Many people just don't think seriously about the question itself. Let's just say, what's Fauci's incentive of doing his job, when Trump disagrees with him by that much? Is it the election, free market, or anything a normal person would think of? This just never come up to the mind for some people who want a quick and short answer about the discrepancy in their mind. One must realize that an election or something replacing an election is a kind of methodology of revising the methodology of revising the methodology of ... of doing something. It works for what it is, but quite slowly. In the end someone still has to discuss how to really do that thing. An invisible hand won't work at all if everyone maintains a status above it.
Finally, my understanding is, while China doesn't call itself exactly capitalism, the capitalism part alone has caused the economical development most known by the world.
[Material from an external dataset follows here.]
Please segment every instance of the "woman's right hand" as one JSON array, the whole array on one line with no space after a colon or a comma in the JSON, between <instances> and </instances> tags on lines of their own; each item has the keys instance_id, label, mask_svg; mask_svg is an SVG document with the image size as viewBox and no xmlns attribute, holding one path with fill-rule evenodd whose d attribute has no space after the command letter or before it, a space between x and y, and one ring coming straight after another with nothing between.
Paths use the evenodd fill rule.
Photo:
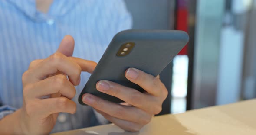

The west probably just did it wrong. The other parts only caused other improvements or changes that is not so well known, and mostly irrelevant in most discussions. Actually, China is still inept in some area crucial to the market, such as making standards and enforcing quality control. And the per capita numbers aren't good. In the west, the market and the blocking of someone's own way and vision may have alarmed themselves, and some kind of labels helped them relieved it a bit. I don't comment much on the non-economical aspects of China in this part. But I must say most things are also new to China despite some similarity with historical references that are sometimes tagged nationalism.